Seeking an intuitive explanation of the Mapping Class Group

Question

For a surface $S$ the mapping class group $MCG(S)$ of $S$ is defined as the group of isotopy classes of orientation preserving diffeomorphisms of $S$: $$MCG(S)=Diff^+(S)/Diff_0(S).$$

I understand this definition as well as all of its component pieces. What I don't understand is why this quotient is a natural thing to study.

Specifically, I can see why the full diffeomorphism group $Diff(S)$ would be natural to study, and if $S$ happens to be orientable, I can see why it would be reasonable to restrict ones attention to $Diff^+(S)$. However, I don't see why the quotient is a natural or intuitive next step. Is there a good explanation why diffeomorphisms that are isotopic to the identity are 'uninteresting'? Thanks!

Answer 1

One reason is that elements of $\operatorname{Diff}_0(X)$ are diffeomorphisms $X \to X$ homotopic to the identity (through diffeomorphisms), so they act triviailly on homology, cohomology, and homotopy groups. From the point of view of algebraic topology, these maps aren't any different from $\operatorname{id} : X \to X$, so we identify them with $\operatorname{id}$ by forming the quotient $\operatorname{Diff}^+(X)/\operatorname{Diff}_0(X)$.

Another reason is that in some geometric constructions, only the homotopy class of the diffeomorphism matters, i.e. two isotopic diffeomorphisms give rise to isomorphic objects. One example where the mapping class group naturally arises is in the construction of mapping tori.

Let $X$ be a smooth manifold of dimension $n$, and $f : X \to X$ a diffeomorphism, then the mapping torus of $f$ is the quotient $M_f = X\times I/\sim$ where $(x, 0) \sim (f(x), 1)$. Intuitively, we construct the 'cylinder' $X\times [0, 1]$ and glue the ends together via the diffeomorphism $f$. The mapping torus is a smooth manifold of dimension $n+1$, and there is a map $p : M_f \to S^1$ given by $[(x, t)] \mapsto t$ which turns $M_f$ into a fiber bundle over $S^1$ with fiber $X$. Two diffeomorphisms which are isotopic give isomorphic fiber bundles, so there is a well-defined map between the mapping class group of $X$ and isomorphism classes of fiber bundles over $S^1$ with fiber $X$. A word of warning, this map is not injective; two elements of the mapping class group give the same isomorphism class of bundle if and only if they are conjugate.

Mapping tori associated to diffeomorphisms of surfaces are particularly important in the study of three-manifolds.

Answer 2

If you view an isotopy as a path in the space of diffeomorphisms, each element of the mapping class group corresponds to a path component of the orientation-preserving diffeomorphism group.

Answer 3

Our mental pictures of diffeomorphisms are already vague - it's not like our mind has graphing softwhere in it that plots specific points with a high level of precision, it just has a general idea of some stretching and bending and so forth - which means we already implicitly interpret two diffeomorphisms as essentially the same if they are sufficiently close.

One way to formalize this a bit is to pick a sufficiently small neighborhood $U$ of the identity, then declare $a\sim b$ (meaning "$a$ and $b$ are essentially the same") whenever $a,b\in U$, then translate this relation by declaring $a\sim b$ whenever $a,b$ are in some translate of $U$. If we want to extend this to an equivalence relation, that forces us to declare $a$ and $b$ to be related if one can be obtained from the other by a sequence of more or less negligible perturbations, even if the sum total of the perturbations may not be something we'd intuitively accept as negligible.
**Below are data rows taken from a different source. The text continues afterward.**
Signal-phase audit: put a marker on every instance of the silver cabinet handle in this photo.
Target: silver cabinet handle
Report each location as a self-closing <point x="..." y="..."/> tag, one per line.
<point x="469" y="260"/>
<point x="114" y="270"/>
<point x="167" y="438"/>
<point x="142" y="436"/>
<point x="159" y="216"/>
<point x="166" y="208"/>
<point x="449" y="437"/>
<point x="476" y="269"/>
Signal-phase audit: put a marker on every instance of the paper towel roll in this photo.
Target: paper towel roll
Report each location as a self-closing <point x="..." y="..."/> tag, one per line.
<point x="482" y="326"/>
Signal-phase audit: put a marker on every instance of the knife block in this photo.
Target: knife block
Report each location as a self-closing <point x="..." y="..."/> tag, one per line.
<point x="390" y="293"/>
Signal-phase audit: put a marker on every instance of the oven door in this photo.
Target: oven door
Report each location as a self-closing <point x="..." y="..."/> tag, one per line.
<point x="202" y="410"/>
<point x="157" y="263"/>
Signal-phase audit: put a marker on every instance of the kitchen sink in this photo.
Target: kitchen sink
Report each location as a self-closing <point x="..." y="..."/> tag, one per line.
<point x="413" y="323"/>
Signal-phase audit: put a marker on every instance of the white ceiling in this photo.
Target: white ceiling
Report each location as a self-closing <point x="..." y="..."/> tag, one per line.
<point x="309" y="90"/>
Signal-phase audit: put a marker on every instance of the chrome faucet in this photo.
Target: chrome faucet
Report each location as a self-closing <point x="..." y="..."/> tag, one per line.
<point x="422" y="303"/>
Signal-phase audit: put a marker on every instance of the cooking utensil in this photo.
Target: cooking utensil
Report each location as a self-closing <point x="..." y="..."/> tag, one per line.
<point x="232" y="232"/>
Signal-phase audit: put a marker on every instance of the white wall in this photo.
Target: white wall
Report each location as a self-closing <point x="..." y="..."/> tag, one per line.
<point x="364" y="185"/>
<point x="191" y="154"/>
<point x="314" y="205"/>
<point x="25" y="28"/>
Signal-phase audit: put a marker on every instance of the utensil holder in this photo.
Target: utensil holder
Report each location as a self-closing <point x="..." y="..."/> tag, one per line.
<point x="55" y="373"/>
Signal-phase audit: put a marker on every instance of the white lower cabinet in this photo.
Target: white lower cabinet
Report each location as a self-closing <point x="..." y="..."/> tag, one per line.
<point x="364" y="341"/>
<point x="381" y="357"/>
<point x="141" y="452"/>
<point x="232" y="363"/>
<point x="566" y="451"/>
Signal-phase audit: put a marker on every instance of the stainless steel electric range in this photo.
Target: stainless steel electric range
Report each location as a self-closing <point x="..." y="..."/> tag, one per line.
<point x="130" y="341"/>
That may be paradoxical, but this paradox is hardly unique to this situation: it's called the sorites paradox.

I think we do lose interesting information in the process. Certainly the mapping class group is coarser than the diffeomorphism group. For instance, rotating a 2-sphere around an axis by a really small angle is essentially the same as the identity, but doing it a large number of times exhibits a nontrivial loop in the diffeomorphism group which the mapping class can't see. In other words $\pi_0$ doesn't know anything about $\pi_1$. Just because it's a lesser amount of information doesn't change it's being an interesting feature, though.

If we forget the fact we're talking about diffeomorphism groups for the moment, hypothetically someone could apply the same sort of skepticism to any topological invariant which blurs together things that are sufficiently close and then accepts the formal consequences of the blurring. One could ask, "why should I consider two points that are close together in a space approximately the same, why is that an interesting thing to do?" as a reaction to the idea of taking the $\pi_0$ of a space, but ultimately knowing how many connected components a space has seems like a pretty fundamental feature of the space doesn't it?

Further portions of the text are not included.